No Southeast Asian writer has ever won the Nobel Prize for Literature. Indeed, although some, notably Indonesia's Pramoedya Ananta Toer have been nominated more than once, no writer has really come very close to such an achievement. The reasons are more to do with the nature of literature in the region rather than any lack of talent. Nobel Prize juries tend to look for a depth of feeling and imagination, based on psychology and characterization, which are rarely included in Southeast Asian art. Instead, the latter is based on symbolism, right-behaviour rather than right-thinking and adherence to family-based modes of manners which are alien to the western sensitivity.

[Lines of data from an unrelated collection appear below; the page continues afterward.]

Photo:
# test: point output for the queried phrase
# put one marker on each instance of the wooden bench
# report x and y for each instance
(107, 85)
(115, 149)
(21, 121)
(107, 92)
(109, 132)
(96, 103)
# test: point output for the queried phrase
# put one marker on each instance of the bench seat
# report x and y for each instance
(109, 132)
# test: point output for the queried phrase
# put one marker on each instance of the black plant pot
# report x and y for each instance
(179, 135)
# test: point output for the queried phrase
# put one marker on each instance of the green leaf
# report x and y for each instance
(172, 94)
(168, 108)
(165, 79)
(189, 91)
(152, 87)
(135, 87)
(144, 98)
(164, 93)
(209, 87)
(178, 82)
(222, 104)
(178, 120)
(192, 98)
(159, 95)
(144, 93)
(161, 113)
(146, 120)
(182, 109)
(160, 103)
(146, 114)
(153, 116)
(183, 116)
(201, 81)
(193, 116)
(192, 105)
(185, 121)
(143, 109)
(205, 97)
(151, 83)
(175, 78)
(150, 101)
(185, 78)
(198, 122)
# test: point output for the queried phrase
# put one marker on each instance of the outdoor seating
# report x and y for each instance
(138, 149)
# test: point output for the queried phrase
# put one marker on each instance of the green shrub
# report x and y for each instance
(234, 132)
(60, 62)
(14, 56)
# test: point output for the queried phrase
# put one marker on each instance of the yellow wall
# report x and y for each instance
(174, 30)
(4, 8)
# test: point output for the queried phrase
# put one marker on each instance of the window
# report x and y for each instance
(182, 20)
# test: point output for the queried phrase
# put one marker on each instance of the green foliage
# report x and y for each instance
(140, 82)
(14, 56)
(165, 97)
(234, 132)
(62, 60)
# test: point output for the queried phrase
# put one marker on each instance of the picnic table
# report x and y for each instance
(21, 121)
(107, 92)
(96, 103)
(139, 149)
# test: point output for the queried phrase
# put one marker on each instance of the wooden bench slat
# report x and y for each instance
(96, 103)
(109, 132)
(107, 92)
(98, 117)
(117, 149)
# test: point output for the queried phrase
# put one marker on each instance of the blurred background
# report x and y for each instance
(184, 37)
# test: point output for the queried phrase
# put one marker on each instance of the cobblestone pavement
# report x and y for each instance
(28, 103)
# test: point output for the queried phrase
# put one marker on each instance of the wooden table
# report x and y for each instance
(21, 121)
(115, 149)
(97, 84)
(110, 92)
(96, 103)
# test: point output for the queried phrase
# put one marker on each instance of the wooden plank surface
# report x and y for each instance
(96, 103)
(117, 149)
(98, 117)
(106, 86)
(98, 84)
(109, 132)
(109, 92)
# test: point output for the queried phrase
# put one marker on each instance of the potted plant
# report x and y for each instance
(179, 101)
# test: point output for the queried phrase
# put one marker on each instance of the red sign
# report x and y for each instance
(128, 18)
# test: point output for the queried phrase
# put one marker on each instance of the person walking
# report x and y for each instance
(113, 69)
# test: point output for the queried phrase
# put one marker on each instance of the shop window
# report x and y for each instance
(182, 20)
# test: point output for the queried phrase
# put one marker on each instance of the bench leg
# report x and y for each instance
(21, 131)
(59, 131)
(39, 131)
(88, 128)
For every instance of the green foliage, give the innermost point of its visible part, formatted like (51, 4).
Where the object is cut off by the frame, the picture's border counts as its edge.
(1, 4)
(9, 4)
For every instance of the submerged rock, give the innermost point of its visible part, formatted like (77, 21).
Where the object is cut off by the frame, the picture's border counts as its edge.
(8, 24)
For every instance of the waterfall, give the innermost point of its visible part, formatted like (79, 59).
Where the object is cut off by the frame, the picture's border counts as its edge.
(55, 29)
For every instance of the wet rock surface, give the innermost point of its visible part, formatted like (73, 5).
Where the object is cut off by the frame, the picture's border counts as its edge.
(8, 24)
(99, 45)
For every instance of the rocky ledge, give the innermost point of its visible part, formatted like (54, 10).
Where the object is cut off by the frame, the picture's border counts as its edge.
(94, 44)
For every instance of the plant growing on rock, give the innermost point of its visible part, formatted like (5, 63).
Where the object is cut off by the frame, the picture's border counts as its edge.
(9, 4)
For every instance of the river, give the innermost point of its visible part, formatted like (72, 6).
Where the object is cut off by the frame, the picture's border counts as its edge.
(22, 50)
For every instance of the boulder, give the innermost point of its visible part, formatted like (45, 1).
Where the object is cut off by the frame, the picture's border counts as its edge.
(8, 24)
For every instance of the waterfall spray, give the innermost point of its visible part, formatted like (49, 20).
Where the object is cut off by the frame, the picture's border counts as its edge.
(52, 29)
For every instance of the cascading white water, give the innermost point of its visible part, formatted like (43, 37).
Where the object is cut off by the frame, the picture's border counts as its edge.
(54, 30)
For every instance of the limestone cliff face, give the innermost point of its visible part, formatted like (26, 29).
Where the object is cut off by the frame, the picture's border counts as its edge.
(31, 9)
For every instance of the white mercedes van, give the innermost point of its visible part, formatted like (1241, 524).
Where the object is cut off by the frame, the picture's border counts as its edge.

However, new generations of writers have been exposed to different types of artistic ideas and traditions and it is possible that at least one of them might be honoured in the future. One of the more likely candidates is the Vietnamese author Duong Thu Huong, who is best known for her novels, many of which remain banned in her homeland. Born in 1947, she lived through not just the Indochinese Wars against France and the USA but also the Sino-Vietnamese War in 1979, during which she was present in the far northern mountains that marked the battlefields of the war. The victory of the Communist Party as a result of the wars of liberation put an end to any hope for free expression in Vietnam - however, there has rarely if ever been a period in that country's history during which people could speak their mind freely.
Duong Thu Huong has fallen foul of that repression with the banning of many of her books and the presence of obstacles placed in her career by the authorities. The problems have arisen not so much because of outright criticism of Communism or the leaders or officials of the Communist Party, although that can be find in her work, so much as in the internal lives and sensibilities of characters in her fiction which offer the possibilities of other forms of achievement and of desire beyond the political. In Memories of a Pure Spring, the disappointments of life in the post-war country are brought to perhaps their starkest expression.
The corruption and greed of the officials is, from a literary perspective, not so important because these can be found just about everywhere. Instead, it is the portrayal of the intentions and hopes of the central characters that is of most value - having said which, there remains a need to find translators for her work who are capable of rendering her prose in a consistent and sensitive fashion. The need to balance a clear flow of prose with the occasional footnote to describe features which are not immediately obvious to the foreign reader should not be impossible to resolve.
Duong Thu Huong is now building quite a substantial body of work to support her claims to literary stardom. Being a somewhat oppressed author is also likely to help her win prizes among certain audiences too.